Tomato Allergy
Tomato (Solanum Lycopersicum) is a fruit originating in South America, from the nightshade family. It’s now grown throughout most of the world. Although it is botanically a fruit, it’s usually eaten and prepared as a vegetable.
Tomatoes are approximately 95% water, 4% carbohydrates and less than 1% fat and protein. They are low in calories and considered a good source of vitamin C. Tomatoes give an umami flavor to cooking and are consumed in a variety of raw or cooked dishes, sauces, salads, and even drinks. Tomatoes and tomato products are used in a large number of processed foods.
Although there has been a massive increase in tomatoes and tomato-based products throughout the world, tomato allergies are very rare. People with a tomato allergy are also likely to experience allergic reactions to other nightshade foods, such as potatoes, tobacco, and eggplant. Those with a tomato allergy may also have a cross-reaction to latex and latex products, known as latex-fruit syndrome.
Here are a few symptoms of tomato allergy:
Abdominal cramps
Anaphylaxis (very rarely)
Diarrhea
Narrowing of the throat
Nausea or vomiting
Rash or hives
Swelling of the face or lips
Tomato sensitivity
Tomato sensitivity (or intolerance) is where someone experiences digestive symptoms following the consumption of tomato products. This condition can be uncomfortable and embarrassing for the individual, despite being a less severe condition than an allergy.

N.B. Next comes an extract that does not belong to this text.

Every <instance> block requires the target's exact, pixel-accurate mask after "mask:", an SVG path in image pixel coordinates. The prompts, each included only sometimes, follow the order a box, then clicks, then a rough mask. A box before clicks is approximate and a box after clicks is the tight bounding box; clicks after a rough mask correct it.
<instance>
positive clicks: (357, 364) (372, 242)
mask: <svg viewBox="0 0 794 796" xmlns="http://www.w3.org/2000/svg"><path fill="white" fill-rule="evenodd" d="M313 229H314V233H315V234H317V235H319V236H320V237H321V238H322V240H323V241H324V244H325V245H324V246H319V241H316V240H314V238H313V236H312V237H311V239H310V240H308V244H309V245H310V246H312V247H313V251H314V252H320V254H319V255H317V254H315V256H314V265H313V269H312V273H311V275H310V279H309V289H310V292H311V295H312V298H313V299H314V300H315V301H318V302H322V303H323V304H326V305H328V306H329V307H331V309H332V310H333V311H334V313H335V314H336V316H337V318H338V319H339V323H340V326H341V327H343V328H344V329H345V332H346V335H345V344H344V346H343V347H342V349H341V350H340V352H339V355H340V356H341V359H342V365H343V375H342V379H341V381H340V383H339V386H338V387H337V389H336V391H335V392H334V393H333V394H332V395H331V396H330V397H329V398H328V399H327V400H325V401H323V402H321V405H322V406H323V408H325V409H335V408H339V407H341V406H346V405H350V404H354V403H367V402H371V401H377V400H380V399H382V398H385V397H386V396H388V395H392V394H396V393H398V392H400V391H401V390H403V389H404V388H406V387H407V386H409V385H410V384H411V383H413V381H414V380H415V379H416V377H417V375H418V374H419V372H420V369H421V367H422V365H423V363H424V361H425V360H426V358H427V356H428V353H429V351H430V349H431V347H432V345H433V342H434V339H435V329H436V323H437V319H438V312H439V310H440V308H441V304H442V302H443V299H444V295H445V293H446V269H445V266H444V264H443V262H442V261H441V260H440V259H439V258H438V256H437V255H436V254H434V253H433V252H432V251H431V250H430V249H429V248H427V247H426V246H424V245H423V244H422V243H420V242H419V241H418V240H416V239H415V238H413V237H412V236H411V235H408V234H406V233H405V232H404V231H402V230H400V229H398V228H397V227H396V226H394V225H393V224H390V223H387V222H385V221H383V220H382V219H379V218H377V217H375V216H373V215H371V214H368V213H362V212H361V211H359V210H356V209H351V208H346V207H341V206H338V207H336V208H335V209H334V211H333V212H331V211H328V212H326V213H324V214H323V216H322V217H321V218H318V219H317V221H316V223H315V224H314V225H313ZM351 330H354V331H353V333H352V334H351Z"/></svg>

Symptoms of tomato sensitivity or intolerance can include:
Bloating
Diarrhea
Gas
Nausea
Tiredness
Nutrition
Tomatoes are a major source of the antioxidant lycopene, which has been linked to a reduced risk of heart disease and cancer, among other health benefits. They represent a key contributor to the modern diet and are also considered a good source of vitamin C, potassium, folate, and vitamin-K.
Replacing key nutrients when eliminating tomatoes
It’s important to use alternatives in your diet when undertaking a short- or long-term elimination diet to maintain nutrient balance.
Below are good examples of nutritional replacements to use when eliminating tomatoes:
Beta carotene
Sweet potato, carrots, kale, spinach, collards, Swiss chard, pak choi, butternut squash, pumpkin, cos lettuce, romaine lettuce, mango, dried apricots, prunes, peaches, melon, red peppers, tuna fish, mackerel, butter.
Vitamin C
Orange, grapefruit, kiwi fruit, mango, papaya, pineapple, strawberries, raspberries, blueberries, cranberries, broccoli, brussels sprouts, cauliflower, peppers, spinach, cabbage, turnip greens, leafy greens.
Potassium
Dried apricots, salmon, mackerel, tuna, monkfish, white beans, lentils, kidney beans, avocado, butternut squash, spinach, mushrooms, bananas, potatoes.
Vitamin K1
Kale, spinach, turnip greens, collards, swiss chard, parsley, romaine, green leaf lettuce, brussels sprouts, broccoli, cauliflower, cabbage.
Folate (Vitamin B9)
Lemons, bananas, melons, spinach, broccoli, lettuce, beans, peas, lentils.